Waga pomalutku w dół. Bez szaleństwa. Dziś miałem ciężki bój z grawitacją - powiedzmy że się udało. Wprawdzie nie poćwiczyłem wszystkiego co chciałem ale coś tam poćwiczyłem.
Dziś zapowiada się pracowity dzień - jak zwykle. Zmęczenie daje znać o sobie, nic mi się nie chce i na nic nie mam sił. To co robię, robię z przymusu niejako z automatu bo tak trzeba. Ciężko.
Jedzenie wczoraj:
4 kanapki z szynką i pomidorem
jabłko
makaron z gulaszem
4 wafelki
kiełbasa z serem smażona x 2
Wyszło mi jakieś 2100 kcal przy czym ok 400 to same wafelki :) dalej mało jak na mnie - chyba.
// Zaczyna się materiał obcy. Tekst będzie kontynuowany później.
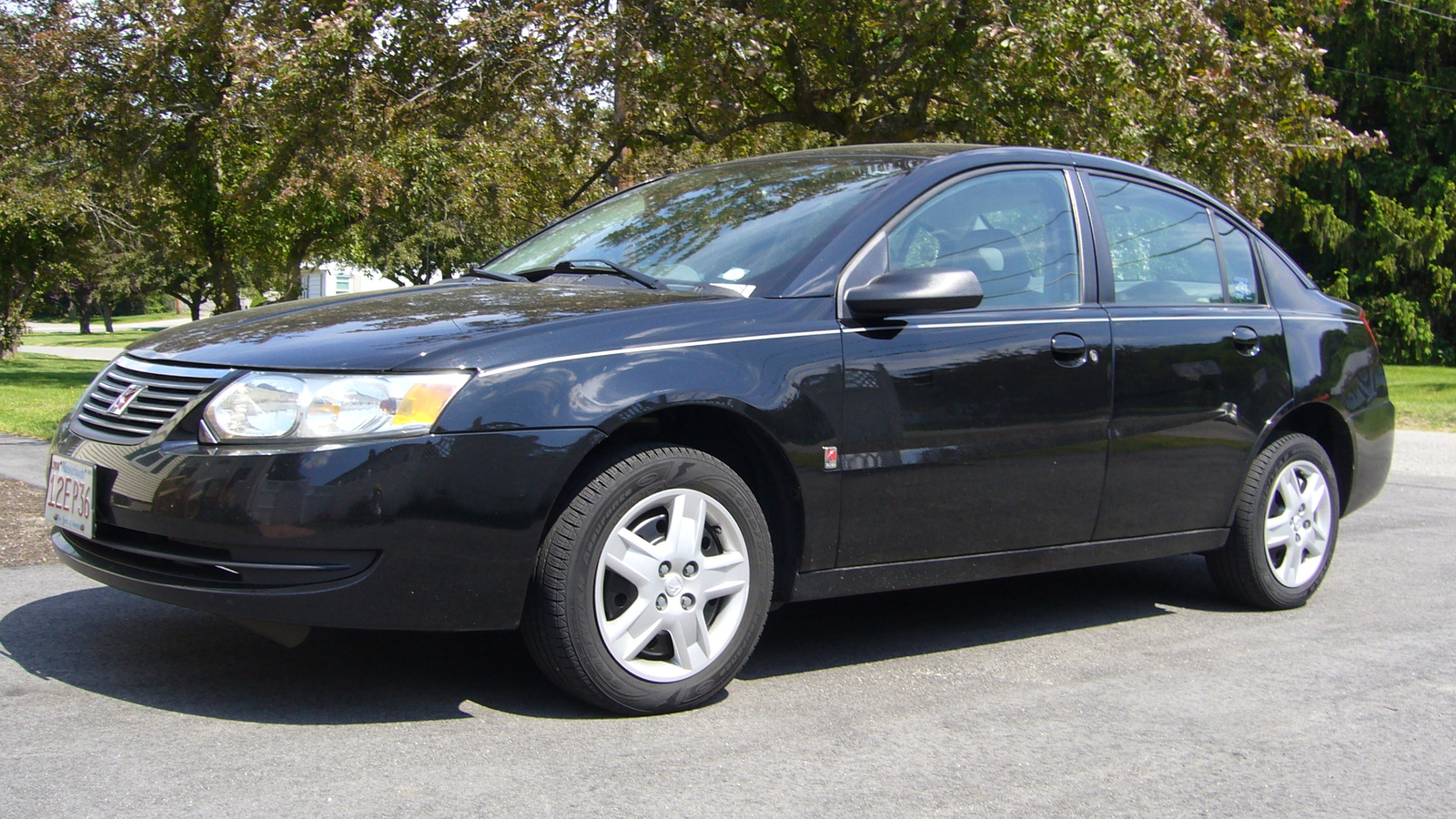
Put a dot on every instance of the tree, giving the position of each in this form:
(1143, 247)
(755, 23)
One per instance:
(1378, 228)
(1213, 92)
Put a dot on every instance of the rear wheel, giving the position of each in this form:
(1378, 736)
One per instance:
(652, 583)
(1285, 526)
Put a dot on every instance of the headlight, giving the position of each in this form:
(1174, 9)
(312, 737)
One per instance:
(276, 405)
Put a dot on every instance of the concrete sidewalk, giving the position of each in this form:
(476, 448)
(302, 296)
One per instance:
(24, 460)
(118, 325)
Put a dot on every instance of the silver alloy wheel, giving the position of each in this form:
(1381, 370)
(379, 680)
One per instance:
(1296, 525)
(672, 584)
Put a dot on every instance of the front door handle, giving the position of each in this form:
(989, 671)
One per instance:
(1069, 349)
(1245, 339)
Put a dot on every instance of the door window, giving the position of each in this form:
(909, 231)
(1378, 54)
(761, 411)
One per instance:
(1012, 229)
(1238, 259)
(1161, 244)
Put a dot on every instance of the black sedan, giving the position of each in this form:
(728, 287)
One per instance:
(776, 379)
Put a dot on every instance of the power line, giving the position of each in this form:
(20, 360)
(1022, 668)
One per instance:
(1421, 11)
(1390, 79)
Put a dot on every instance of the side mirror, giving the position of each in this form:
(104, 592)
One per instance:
(916, 290)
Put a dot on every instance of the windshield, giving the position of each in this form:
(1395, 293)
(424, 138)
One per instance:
(740, 225)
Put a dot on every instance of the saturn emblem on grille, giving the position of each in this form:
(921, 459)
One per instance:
(120, 404)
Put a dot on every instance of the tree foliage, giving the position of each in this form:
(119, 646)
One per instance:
(1378, 228)
(1213, 92)
(211, 147)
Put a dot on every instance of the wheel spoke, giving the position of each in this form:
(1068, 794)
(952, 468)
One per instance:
(632, 557)
(633, 630)
(723, 574)
(1278, 531)
(1317, 493)
(1289, 489)
(1293, 557)
(684, 530)
(691, 642)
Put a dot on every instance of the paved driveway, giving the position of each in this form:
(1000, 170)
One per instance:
(1128, 690)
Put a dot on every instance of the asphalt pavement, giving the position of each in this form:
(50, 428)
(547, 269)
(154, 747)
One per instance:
(1130, 690)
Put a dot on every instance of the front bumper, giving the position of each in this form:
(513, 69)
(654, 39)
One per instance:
(437, 532)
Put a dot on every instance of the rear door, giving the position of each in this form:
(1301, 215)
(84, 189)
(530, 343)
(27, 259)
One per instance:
(979, 430)
(1198, 358)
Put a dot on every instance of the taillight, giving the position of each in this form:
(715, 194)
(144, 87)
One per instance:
(1370, 329)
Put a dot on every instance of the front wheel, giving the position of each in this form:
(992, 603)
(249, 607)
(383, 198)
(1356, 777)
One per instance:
(1285, 526)
(652, 583)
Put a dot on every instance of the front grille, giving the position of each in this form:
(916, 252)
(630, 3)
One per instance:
(165, 390)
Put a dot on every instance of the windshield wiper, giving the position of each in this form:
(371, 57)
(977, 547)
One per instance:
(482, 273)
(593, 266)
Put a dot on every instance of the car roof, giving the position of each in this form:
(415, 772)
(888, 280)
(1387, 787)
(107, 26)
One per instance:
(966, 157)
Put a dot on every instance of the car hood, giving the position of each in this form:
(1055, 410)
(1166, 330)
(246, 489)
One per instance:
(388, 329)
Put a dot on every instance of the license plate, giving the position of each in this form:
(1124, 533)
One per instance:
(70, 496)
W każdym razie proporcje się poprawiły: węglowodany doganiają tłuszcze (też pewnie dzięki wafelkom ;) ) Białko ok. 200% Tłuszcz 140% Węglowodany 110%
Wszystko przekroczone 100% ale to jest ustawione na jakiegoś młodego (albo młodą) chudzielca więc procenty interesują mnie tylko o tyle że pokazują proporcje spożycia.